Сейчас она лежала, чувствуя, как в тело медленно проникает холод камня — мертвящий, вечный, не знающий ни времени года, ни дня, ни ночи. Живая плоть теряла чувствительность, наливаясь этим холодом. Наверное, так бывает, когда умираешь. Если бы умереть! Прямо сейчас, а еще лучше было бы умереть раньше, до того как все случилось. Но что — все? За последнее время случилось так много всего, что теперь уже и не вспомнить, с чего начались ее беды. Может быть, с того далекого дня, когда она — чтобы выманить отпускную грамоту для Робера — пообещала отцу быть любезной с итальянцами? Или когда итальянцы приехали и она сразу поняла, что ей не придется принуждать себя к любезности, особенно с Франсуа? Или когда согласилась стать его женой, или когда послала Роберу кольцо?
Дверь протяжно заскрипела на ржавых петлях. Аэлис не подняла головы, не оглянулась — никто, кроме Жаклин, сюда не входил.
— Что тебе нужно? — спросила она, не открывая глаз.
— Да там этот приехал, легист. Говорит, хотел бы вас видеть.
— Зачем он мне? Я не приму его, поди скажи, чтобы уезжал.
— Мадам, он говорит, что нашел мессира Франсуа… Франсуа? — Аэлис приподнялась, опираясь на руки, Жаклин помогла ей встать. — А почему он вообще его искал, кто ему велел это делать?
— Ну как же, мадам, господин Робер, когда мы уезжали из Моранвиля, отправил его найти мессира и сказать ему, что вы здесь!
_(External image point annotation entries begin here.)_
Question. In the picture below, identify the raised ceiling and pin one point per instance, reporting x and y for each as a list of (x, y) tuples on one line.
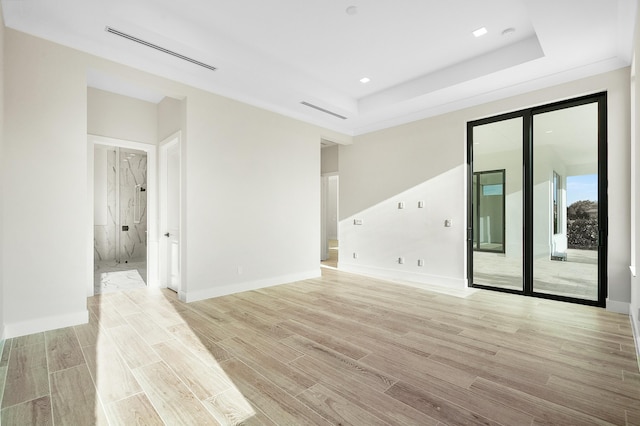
[(420, 55)]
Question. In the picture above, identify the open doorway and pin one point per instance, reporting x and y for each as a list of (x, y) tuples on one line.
[(330, 207), (122, 188)]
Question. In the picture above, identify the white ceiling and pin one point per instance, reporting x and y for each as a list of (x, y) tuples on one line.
[(420, 55)]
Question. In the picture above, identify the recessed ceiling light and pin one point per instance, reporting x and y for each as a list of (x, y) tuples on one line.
[(480, 32)]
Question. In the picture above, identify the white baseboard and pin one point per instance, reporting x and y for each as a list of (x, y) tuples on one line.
[(635, 327), (194, 296), (410, 278), (618, 307), (38, 325)]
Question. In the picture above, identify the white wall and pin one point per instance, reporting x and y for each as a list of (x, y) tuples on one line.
[(250, 184), (329, 159), (2, 308), (45, 206), (171, 117), (427, 159), (252, 197), (121, 117)]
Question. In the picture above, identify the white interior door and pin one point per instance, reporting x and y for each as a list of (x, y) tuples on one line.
[(172, 218)]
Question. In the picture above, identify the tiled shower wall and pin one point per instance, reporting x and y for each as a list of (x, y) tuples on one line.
[(132, 167)]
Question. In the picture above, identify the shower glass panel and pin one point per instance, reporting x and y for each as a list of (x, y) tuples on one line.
[(497, 204), (120, 211), (565, 227)]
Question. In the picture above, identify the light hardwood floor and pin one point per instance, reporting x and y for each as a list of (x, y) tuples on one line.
[(341, 349)]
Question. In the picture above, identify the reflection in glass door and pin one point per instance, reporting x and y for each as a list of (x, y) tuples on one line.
[(496, 239), (546, 168), (488, 192)]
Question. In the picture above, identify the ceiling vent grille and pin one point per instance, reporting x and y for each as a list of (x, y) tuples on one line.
[(326, 111), (158, 48)]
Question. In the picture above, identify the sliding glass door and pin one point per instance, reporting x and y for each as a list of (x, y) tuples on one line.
[(547, 166)]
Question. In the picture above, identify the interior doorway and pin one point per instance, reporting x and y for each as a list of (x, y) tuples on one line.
[(121, 189), (330, 223)]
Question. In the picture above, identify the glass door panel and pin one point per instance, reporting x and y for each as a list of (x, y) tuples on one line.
[(497, 204), (565, 200)]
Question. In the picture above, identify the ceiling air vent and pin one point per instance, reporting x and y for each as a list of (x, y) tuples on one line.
[(159, 48), (323, 110)]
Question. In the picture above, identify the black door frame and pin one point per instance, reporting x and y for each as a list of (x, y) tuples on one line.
[(527, 204)]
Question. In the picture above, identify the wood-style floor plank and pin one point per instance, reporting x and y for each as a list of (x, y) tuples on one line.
[(63, 349), (34, 412), (134, 410), (74, 398), (134, 350), (337, 409), (173, 401), (277, 404), (231, 408), (111, 375), (27, 375), (279, 373), (203, 380)]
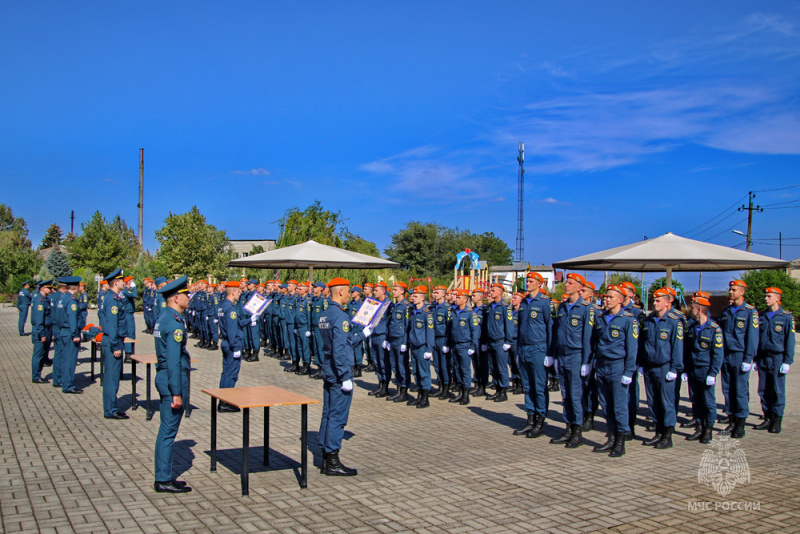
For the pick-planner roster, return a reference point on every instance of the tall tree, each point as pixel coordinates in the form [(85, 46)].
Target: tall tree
[(103, 246), (191, 246)]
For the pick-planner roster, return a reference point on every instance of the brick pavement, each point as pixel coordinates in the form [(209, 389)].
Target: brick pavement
[(449, 468)]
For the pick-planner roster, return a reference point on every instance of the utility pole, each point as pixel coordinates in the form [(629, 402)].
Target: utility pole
[(750, 209)]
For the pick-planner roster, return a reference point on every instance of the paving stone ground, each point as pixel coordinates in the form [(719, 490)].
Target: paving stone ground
[(448, 468)]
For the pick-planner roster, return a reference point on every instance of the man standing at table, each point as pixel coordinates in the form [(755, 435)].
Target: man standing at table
[(338, 341), (172, 380)]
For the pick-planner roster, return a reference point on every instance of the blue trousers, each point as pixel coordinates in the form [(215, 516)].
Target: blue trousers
[(771, 384), (422, 368), (230, 367), (441, 362), (735, 385), (499, 359), (112, 369), (534, 379), (400, 365), (660, 395), (168, 429), (614, 394), (704, 401), (69, 360), (572, 384), (335, 411)]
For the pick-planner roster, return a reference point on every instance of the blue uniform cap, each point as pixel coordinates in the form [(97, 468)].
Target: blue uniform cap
[(179, 285), (114, 275)]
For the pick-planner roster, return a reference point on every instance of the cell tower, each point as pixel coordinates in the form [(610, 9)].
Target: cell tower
[(520, 201)]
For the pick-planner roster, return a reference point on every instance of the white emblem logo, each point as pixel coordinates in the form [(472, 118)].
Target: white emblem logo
[(724, 467)]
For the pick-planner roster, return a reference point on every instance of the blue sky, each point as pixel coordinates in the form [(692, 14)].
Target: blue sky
[(638, 118)]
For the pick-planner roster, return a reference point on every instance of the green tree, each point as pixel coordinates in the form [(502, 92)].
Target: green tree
[(52, 237), (58, 264), (104, 246), (758, 281), (191, 246)]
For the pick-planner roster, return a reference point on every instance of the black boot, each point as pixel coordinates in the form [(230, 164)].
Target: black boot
[(619, 445), (655, 439), (766, 423), (775, 424), (336, 468), (528, 425), (565, 437), (666, 439), (577, 437)]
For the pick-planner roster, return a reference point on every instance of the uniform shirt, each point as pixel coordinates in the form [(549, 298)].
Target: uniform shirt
[(776, 335), (661, 341), (740, 330), (169, 334), (573, 327), (703, 346)]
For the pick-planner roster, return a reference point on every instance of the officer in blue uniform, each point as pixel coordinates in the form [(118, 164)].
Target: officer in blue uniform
[(420, 344), (172, 379), (615, 344), (775, 356), (572, 340), (739, 323), (463, 338), (41, 323), (112, 344), (661, 361), (534, 349), (337, 344), (23, 303), (703, 352), (397, 342), (67, 317)]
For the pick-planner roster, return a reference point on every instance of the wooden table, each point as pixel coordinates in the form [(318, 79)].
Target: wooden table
[(149, 360), (257, 397)]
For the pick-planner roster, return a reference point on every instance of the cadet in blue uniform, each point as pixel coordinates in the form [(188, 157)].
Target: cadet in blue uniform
[(739, 323), (41, 323), (661, 359), (463, 338), (337, 343), (112, 344), (23, 303), (615, 344), (572, 339), (172, 379), (397, 342), (534, 349), (420, 344), (775, 356), (703, 354), (69, 333)]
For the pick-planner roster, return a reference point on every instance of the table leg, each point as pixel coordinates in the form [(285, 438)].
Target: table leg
[(246, 451), (213, 434), (304, 446), (134, 404)]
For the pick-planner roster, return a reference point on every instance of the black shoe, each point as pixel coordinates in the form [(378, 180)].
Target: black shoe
[(171, 487)]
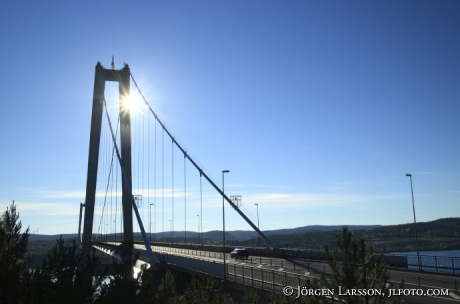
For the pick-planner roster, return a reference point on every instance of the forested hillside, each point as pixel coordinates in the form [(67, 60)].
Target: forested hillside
[(442, 234)]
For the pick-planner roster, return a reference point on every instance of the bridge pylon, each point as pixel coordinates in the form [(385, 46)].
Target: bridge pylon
[(123, 78)]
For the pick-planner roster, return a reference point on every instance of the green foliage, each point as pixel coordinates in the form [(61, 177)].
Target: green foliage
[(13, 248), (124, 287), (353, 267)]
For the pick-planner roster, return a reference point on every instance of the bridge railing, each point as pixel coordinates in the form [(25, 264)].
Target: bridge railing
[(445, 265)]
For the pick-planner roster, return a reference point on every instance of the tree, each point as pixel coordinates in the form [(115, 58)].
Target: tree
[(13, 248), (355, 268)]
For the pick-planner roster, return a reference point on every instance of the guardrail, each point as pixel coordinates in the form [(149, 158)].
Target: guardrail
[(444, 265)]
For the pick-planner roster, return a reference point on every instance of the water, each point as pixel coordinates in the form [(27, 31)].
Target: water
[(447, 261), (445, 253)]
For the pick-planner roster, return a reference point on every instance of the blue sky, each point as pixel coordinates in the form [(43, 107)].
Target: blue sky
[(318, 108)]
Аэлис медленно подошла к столу, на котором стояла кружка воды, прикрытая ломтем темного ячменного хлеба, села, опираясь подбородком на переплетенные пальцами руки.
— Где он? — спросила она глухо после долгого молчания.
— Ах, я и не спросила толком, но только вроде в Париже мессира не было…
— Дура, я про Филиппа спрашиваю.
— А, он там — ну, возле привратницкой есть такой домик. Или спросить, — может, его сюда пустят?